Volviendo al asunto del clima de época: el aislamiento siempre fue uno de los principios claves de Gran Hermano. Por citar el ejemplo más célebre, los participantes encerrados en la casa no supieron del atentado a las Torres Gemelas. Ese aislamiento, sin embargo, agigantaba el “fenómeno social” del programa hacia 2001. Hoy lo diluye. La casa no es caja de resonancia de nada. Sin forzar las cosas, no hay manera de que algo del clima político social (y mediático) de debates que atraviesa a buena parte de la sociedad permee las paredes de la casa. El individualismo en su expresión más llana (hablo de mí, de lo que me pasa a mí y de mi entorno, mi juego en la casa) no permite que el programa se oxigene. El aislamiento de Soñando por bailar es engañoso: si bien viven en un lugar llamado La Soñada y no pueden usar el celular (uno de los principales motivos de castigo), en verdad el programa está en la televisión, adentro de ella, y está conectado con el mundo de la televisión que a su manera histérica y bizarra está conectado con la realidad. El aislamiento verdadero –atractivo central de GH– hoy no funciona porque no está funcionando ni en la TV ni en la vida real. Estamos hiperconectados, no sólo por la tecnología, sino por sensores colectivos que nos hacen interesarnos por lo que dicen, piensan y sienten los otros, a favor o en contra.

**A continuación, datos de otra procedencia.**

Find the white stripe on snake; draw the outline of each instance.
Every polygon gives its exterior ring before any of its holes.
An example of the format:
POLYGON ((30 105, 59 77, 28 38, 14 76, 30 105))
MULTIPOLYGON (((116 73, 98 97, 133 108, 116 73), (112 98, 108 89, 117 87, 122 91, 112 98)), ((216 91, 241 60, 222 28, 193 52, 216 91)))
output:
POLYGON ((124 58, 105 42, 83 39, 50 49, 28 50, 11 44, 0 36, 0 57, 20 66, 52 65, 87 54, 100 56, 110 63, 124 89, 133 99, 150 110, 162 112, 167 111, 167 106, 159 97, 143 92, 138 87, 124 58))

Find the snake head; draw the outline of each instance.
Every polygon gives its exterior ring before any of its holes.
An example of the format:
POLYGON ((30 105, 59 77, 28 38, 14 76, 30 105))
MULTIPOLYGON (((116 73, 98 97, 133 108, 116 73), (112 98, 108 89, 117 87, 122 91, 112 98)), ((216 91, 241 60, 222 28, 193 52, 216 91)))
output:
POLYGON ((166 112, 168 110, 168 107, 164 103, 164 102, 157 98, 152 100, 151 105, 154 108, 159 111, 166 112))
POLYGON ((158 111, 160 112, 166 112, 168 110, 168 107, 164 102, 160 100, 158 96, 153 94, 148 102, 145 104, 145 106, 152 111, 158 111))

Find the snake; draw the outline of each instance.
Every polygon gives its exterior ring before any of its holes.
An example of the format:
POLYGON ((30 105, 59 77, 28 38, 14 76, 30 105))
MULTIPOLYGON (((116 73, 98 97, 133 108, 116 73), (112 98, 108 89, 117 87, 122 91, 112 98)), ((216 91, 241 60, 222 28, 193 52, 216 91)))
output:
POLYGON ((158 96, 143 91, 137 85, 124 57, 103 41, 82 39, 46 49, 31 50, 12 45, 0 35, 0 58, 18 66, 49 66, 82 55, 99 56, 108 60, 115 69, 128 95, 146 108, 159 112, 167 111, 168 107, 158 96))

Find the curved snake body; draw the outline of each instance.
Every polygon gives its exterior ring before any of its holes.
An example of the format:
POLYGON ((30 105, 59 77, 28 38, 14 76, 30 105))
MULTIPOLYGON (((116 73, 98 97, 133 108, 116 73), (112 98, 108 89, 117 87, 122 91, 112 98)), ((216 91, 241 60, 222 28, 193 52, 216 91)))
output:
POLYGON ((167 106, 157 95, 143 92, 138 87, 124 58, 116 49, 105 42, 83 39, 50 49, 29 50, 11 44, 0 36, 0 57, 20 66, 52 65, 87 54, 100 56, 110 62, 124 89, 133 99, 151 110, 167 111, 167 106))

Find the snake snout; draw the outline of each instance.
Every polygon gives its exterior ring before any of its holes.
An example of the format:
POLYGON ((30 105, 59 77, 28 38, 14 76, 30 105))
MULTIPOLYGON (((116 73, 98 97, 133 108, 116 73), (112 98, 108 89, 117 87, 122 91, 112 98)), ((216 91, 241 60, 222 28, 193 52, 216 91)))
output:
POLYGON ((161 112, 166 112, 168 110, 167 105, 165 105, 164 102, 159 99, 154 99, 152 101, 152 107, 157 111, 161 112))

En su libro Nominados, el productor general del reality hasta 2007, Marcos Gorbán, explica que “es raro lo que sucede alrededor de un fenómeno de la televisión en el que uno pasa más tiempo desmintiendo que contando”. Es verdad que en los primeros tiempos se discutieron muchas cosas alrededor de Gran Hermano, algunas importantes y otras intrascendentes. El clima general –por afuera del microclima del programa y el canal, Telefe– era descalificatorio. Aquella tendencia de quienes no entienden la importancia de la televisión en la vida cotidiana y la cultura popular, aquellos que acuñaron la frase “caja boba” se encarnizaron con Gran Hermano. Les parecía un insulto, una avanzada de la barbarie, un ariete de la “vida misma” y la “gente común” tras el que se encolumnaban el totalitarismo y la manipulación genética. Eran los apocalípticos. Los integrados esbozaban sonrisas irónicas: como siempre, la TV les parecía una gran pavada. Un poco por debajo venían los cuestionamientos, dudas y señalamientos: que si estaba guionado, que si los chicos que pasaban por Gran Hermano después no hacían nada de sus vidas, si los manipulaban o no. Temas más bien de debate intratelevisivo. Pero también se habló acerca de la entrada de la gente común en la TV y eso en qué términos: ¿era un experimento con carne humana sometida al aislamiento y la exposición permanente a las cámaras? ¿Eran los realities (no sólo GH) experimentos fascistas o totalitarios donde el Gran Ojo te mira y vigila todo el tiempo? Hoy, a la distancia, parecen preguntas un tanto corridas de eje frente a una televisión argentina que en los últimos diez años, y a pesar de haber recuperado su capacidad productiva y su desarrollo artístico y técnico, está cada vez más al servicio de un modo de ser carnicero, de todos contra todos, ultraagresivo y amarillista.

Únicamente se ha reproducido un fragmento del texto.